The HBase RPC code (org.apache.hadoop.hbase.ipc.*) was originally forked off of Hadoop RPC classes, with some performance tweaks added. Those optimizations have come at a cost in keeping up with Hadoop RPC changes however, both bug fixes and improvements/new features.
In particular, this impacts how we implement security features in HBase (see HBASE-1697 and
HBASE-2016). The secure Hadoop implementation ( HADOOP-4487) relies heavily on RPC changes to support client authentication via kerberos and securing and mutual authentication of client/server connections via SASL. Making use of the built-in Hadoop RPC classes will gain us these pieces for free in a secure HBase.
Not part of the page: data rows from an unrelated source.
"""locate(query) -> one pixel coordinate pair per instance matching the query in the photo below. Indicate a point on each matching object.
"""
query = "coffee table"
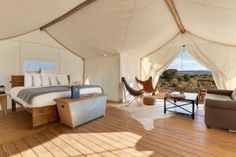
(189, 99)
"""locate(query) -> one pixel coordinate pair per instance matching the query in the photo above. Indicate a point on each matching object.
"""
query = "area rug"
(146, 115)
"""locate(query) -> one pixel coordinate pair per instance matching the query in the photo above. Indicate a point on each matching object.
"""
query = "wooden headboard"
(18, 80)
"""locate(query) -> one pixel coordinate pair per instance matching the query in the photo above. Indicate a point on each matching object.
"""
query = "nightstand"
(3, 102)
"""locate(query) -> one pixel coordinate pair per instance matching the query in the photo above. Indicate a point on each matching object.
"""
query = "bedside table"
(3, 102)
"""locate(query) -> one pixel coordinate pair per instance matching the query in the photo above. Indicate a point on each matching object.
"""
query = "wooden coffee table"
(189, 99)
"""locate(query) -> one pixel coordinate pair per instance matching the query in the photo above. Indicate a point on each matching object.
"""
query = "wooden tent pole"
(172, 8)
(78, 7)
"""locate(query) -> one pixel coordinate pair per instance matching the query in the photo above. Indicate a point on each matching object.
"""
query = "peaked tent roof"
(21, 17)
(115, 26)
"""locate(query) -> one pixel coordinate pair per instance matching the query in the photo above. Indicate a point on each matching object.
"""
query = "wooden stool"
(3, 102)
(149, 100)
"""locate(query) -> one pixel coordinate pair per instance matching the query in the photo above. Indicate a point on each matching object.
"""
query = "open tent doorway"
(185, 74)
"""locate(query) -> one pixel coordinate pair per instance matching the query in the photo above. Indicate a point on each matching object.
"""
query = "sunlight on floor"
(106, 144)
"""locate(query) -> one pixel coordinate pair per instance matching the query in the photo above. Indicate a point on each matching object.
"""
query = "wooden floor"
(116, 134)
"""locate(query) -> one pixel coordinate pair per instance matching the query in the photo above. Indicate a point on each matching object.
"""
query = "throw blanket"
(28, 94)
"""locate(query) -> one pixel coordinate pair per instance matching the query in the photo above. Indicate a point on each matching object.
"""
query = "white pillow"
(28, 80)
(45, 80)
(37, 81)
(53, 80)
(233, 95)
(63, 79)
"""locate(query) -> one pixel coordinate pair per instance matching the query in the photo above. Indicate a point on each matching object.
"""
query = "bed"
(42, 107)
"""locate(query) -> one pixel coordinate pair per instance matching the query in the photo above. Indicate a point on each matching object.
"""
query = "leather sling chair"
(134, 94)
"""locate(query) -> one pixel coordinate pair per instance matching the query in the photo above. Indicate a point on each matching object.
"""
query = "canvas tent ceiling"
(20, 17)
(135, 27)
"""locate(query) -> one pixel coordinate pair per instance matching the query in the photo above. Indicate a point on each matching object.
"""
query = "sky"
(188, 63)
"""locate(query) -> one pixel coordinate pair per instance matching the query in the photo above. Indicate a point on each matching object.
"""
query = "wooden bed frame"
(40, 115)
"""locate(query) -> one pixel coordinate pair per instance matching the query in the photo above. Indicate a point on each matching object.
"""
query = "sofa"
(220, 109)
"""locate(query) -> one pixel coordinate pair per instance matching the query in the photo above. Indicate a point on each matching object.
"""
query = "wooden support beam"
(171, 6)
(78, 7)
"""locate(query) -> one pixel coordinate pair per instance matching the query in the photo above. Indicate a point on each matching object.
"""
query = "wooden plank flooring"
(116, 134)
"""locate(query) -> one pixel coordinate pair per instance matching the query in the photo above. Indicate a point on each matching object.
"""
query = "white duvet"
(48, 99)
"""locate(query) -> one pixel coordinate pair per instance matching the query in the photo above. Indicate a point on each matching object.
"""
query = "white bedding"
(48, 99)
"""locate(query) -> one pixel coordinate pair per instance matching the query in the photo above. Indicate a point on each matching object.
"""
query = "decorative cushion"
(149, 100)
(233, 95)
(53, 80)
(63, 79)
(37, 81)
(28, 80)
(45, 80)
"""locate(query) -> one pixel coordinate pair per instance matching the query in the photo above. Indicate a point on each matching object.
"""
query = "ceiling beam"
(172, 8)
(72, 11)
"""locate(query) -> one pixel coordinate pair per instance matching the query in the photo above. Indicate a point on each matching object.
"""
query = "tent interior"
(96, 42)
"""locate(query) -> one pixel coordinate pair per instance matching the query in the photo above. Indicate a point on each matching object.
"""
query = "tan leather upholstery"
(220, 109)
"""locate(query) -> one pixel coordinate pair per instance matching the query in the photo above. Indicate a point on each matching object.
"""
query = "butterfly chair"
(134, 95)
(147, 85)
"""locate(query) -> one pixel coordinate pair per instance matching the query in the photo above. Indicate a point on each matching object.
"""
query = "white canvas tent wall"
(133, 29)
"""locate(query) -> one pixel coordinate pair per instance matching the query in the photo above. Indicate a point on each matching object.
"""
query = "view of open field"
(187, 81)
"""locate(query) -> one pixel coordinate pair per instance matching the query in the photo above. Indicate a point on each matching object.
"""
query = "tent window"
(37, 66)
(185, 73)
So, I'm proposing that we drop the HBase forked version of RPC and convert to direct use of Hadoop RPC, while working to contribute important fixes back upstream to Hadoop core. Based on a review of the HBase RPC changes, the key divergences seem to be:
- added use of TCP keepalive (
- made connection retries and sleep configurable (
- prevent NPE if socket == null due to creation failure (
- mapping of method names <-> codes (removed in
- allows List<> serialization
- includes it's own class <-> code mapping (
Proposed process is:
1. open issues with patches on Hadoop core for important fixes/adjustments from HBase RPC (
HBASE-1198, HBASE-1815, HBASE-1754, HBASE-2443, plus a pluggable ObjectWritable implementation in RPC.Invocation to allow use of HbaseObjectWritable).
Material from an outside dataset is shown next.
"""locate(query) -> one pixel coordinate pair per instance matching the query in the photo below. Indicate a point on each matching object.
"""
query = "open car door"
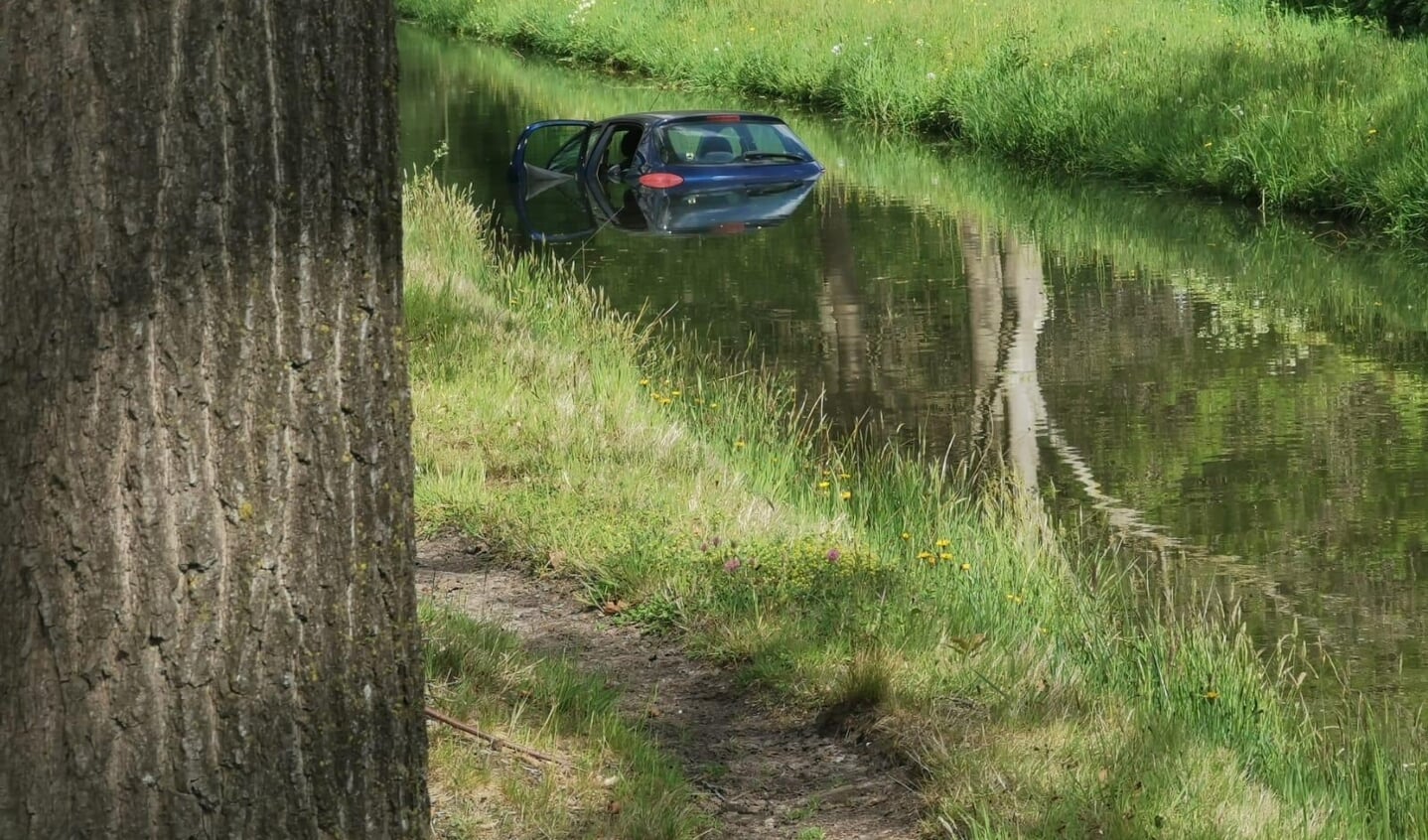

2. ship a Hadoop version with RPC patches applied – ideally we should avoid another copy-n-paste code fork, subject to ability to isolate changes from impacting Hadoop internal RPC wire formats
3. if all Hadoop core patches are applied we can drop back to a plain vanilla Hadoop version
I realize there are many different opinions on how to proceed with HBase RPC, so I'm hoping this issue will kick off a discussion on what the best approach might be. My own motivation is maximizing re-use of the authentication and connection security work that's already gone into Hadoop core. I'll put together a set of patches around #1 and #2, but obviously we need some consensus around this to move forward. If I'm missing other differences between HBase and Hadoop RPC, please list as well. Discuss!